In Angelegenheiten, die in den Zuständigkeitsbereich des Vorstandes fallen, kann die Mitgliederversammlung Empfehlungen an den Vorstand beschließen.

§ 11
Die Einberufung der Mitgliederversammlung

Mindestens einmal im Jahr findet die ordentliche Mitgliederversammlung statt.
Sie wird vom Vorstand unter Einhaltung einer Frist von vier Wochen schriftlich unter Angabe der Tagesordnung einberufen.

§ 12
Die Beschlussfassung der Mitgliederversammlung

Die Mitgliederversammlung wird vom Vorsitzenden, bei dessen Verhinderung vom Stellvertretenden Vorsitzenden oder einem anderen Vorstandsmitglied geleitet.
Der Protokollführer wird vom Versammlungsleiter bestimmt; zum Protokollführer kann auch ein Nichtmitglied bestimmt werden.

Die Mitgliederversammlung ist beschlussfähig, wenn mindestens ein Fünftel sämtlicher Vereinsmitglieder anwesend ist. Bei Beschlussunfähigkeit ist der Vorstand verpflichtet, innerhalb von vier Wochen eine zweite Mitgliederversammlung mit der gleichen Tagesordnung einzuberufen; diese ist ohne Rücksicht auf die Zahl der erschienenen Mitglieder beschlussfähig. Hierauf ist in der Einladung hinzuweisen.
Die Mitgliederversammlung fasst Beschlüsse mit einfacher Mehrheit der abgegebenen gültigen Stimmen. Zur Änderung der Satzung und Auflösung des Vereins ist eine Mehrheit von zwei Drittel der abgegebenen Stimmen erforderlich.

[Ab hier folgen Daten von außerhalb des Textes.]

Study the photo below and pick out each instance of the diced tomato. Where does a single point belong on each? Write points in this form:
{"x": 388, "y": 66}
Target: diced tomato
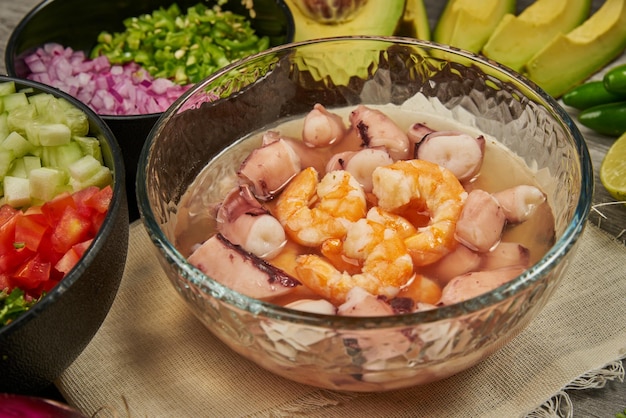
{"x": 30, "y": 230}
{"x": 100, "y": 200}
{"x": 54, "y": 208}
{"x": 81, "y": 198}
{"x": 81, "y": 247}
{"x": 6, "y": 213}
{"x": 68, "y": 261}
{"x": 13, "y": 259}
{"x": 32, "y": 273}
{"x": 71, "y": 229}
{"x": 5, "y": 282}
{"x": 41, "y": 244}
{"x": 7, "y": 231}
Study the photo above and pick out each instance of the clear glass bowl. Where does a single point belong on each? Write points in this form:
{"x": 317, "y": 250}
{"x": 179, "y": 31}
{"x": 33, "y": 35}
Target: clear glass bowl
{"x": 374, "y": 353}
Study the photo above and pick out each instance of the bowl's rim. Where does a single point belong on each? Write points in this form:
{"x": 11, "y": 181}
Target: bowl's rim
{"x": 534, "y": 274}
{"x": 16, "y": 32}
{"x": 109, "y": 223}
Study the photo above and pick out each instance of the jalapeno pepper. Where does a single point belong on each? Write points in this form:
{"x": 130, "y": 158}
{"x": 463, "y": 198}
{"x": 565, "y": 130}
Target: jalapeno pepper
{"x": 615, "y": 79}
{"x": 608, "y": 119}
{"x": 182, "y": 47}
{"x": 590, "y": 94}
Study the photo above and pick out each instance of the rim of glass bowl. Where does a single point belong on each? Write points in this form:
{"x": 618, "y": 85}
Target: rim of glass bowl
{"x": 109, "y": 221}
{"x": 536, "y": 272}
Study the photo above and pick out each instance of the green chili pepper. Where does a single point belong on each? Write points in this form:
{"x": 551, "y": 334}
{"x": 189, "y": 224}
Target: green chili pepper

Über die Beschlüsse der Mitgliederversammlung ist ein Protokoll aufzunehmen, das vom jeweiligen Versammlungsleiter und dem Protokollführer zu unterzeichnen ist.

§ 13
Außerordentliche Mitgliederversammlung

Der Vorstand kann jederzeit eine außerordentliche Mitgliederversammlung einberufen. Diese muss einberufen werden, wenn das Interesse des Vereins es erfordert oder wenn die Einberufung von einem Drittel aller Mitglieder schriftlich unter Angabe des Zwecks und der Gründe vom Vorstand verlangt wird.

§ 14
Auflösung des Vereins

Die Auflösung des Vereins kann nur in einer Mitgliederversammlung beschlossen werden. Sofern die Mitgliederversammlung nichts anderes beschließt, sind der Vorsitzende und der Stellvertretende Vorsitzende gemeinsam vertretungsberechtigte Liquidatoren. Die vorstehenden Vorschriften gelten entsprechend für den Fall, dass der Verein aus einem anderen Grund aufgelöst wird oder seine Rechtsfähigkeit verliert.